# Genie Mix-N-Match  - Sometimes we get lucky



## Starlight Tools (Oct 14, 2013)

Was offered this by a gent the other day, figured it was too good of a deal to pass up.

800 lbs capacity with a lift of 5 feet.

Sure saves the back!

Walter


----------



## zman (Oct 14, 2013)

Very handy piece of equipment. I have a bit of experience with those Genie material lifts from 10 to 24 feet lift, from when I worked at a construction equipment rental yard.  Good find!
A new one of those would go for over $1,600.00 on the Genie website https://genie-mf.com/index.cfm/products/Superlift-SLA-Advantage-Standard-Base/All-Genie-Lifts


----------



## rgray (Oct 14, 2013)

I have a 15" Kearney & Trecker rotary table you should have for that. 
I made a stand and put it close to the mill so I could lower the knee and slide it onto the mill.
It never got used...I needed that space so now it sits on the floor in the corner.
Definatly needed something like that to move or lift it....would have been nice!


----------



## Starlight Tools (Oct 14, 2013)

zman said:


> Very handy piece of equipment. I have a bit of experience with those Genie material lifts from 10 to 24 feet lift, from when I worked at a construction equipment rental yard. Good find!
> A new one of those would go for over $1,600.00 on the Genie website https://genie-mf.com/index.cfm/products/Superlift-SLA-Advantage-Standard-Base/All-Genie-Lifts



Yes, I looked online before I headed out to pick it up and had a bit of a time finding a model that was rated for the 800 Lbs, but did find one on ebay and that was asking somewhere around 600 used.  I managed to find a complete parts listing for this unit on Genies' site and it had the original parts listing in the tube on the back of the mast.  It is in excellent condition, although paint is scuffed a bit, and the parts listing was dated April 1982.

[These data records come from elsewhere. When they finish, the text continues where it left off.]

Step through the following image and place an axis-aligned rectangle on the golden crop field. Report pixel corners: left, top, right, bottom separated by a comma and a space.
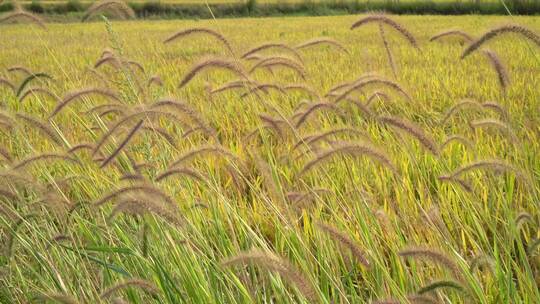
0, 7, 540, 303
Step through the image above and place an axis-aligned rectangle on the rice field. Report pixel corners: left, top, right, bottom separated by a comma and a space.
0, 10, 540, 303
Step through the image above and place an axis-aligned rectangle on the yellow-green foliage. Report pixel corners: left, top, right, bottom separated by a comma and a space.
0, 16, 540, 303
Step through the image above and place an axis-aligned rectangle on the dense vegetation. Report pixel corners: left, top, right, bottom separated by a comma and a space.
0, 6, 540, 303
0, 0, 540, 21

It was definitely a good piece to add to the shop.

Walter


----------



## Starlight Tools (Oct 14, 2013)

rgray said:


> I have a 15" Kearney & Trecker rotary table you should have for that.
> I made a stand and put it close to the mill so I could lower the knee and slide it onto the mill.
> It never got used...I needed that space so now it sits on the floor in the corner.
> Definatly needed something like that to move or lift it....would have been nice!



Not sure I could fit that on the B/P Clone, The 8" Vertex has been about right.

Yes a lift like this would be ideal for it though.

Walter


----------



## RandyM (Oct 15, 2013)

You lucky dog, nice score. Wish I had one of those.


----------



## astjp2 (Nov 17, 2013)

Just needs a motor and a battery!


----------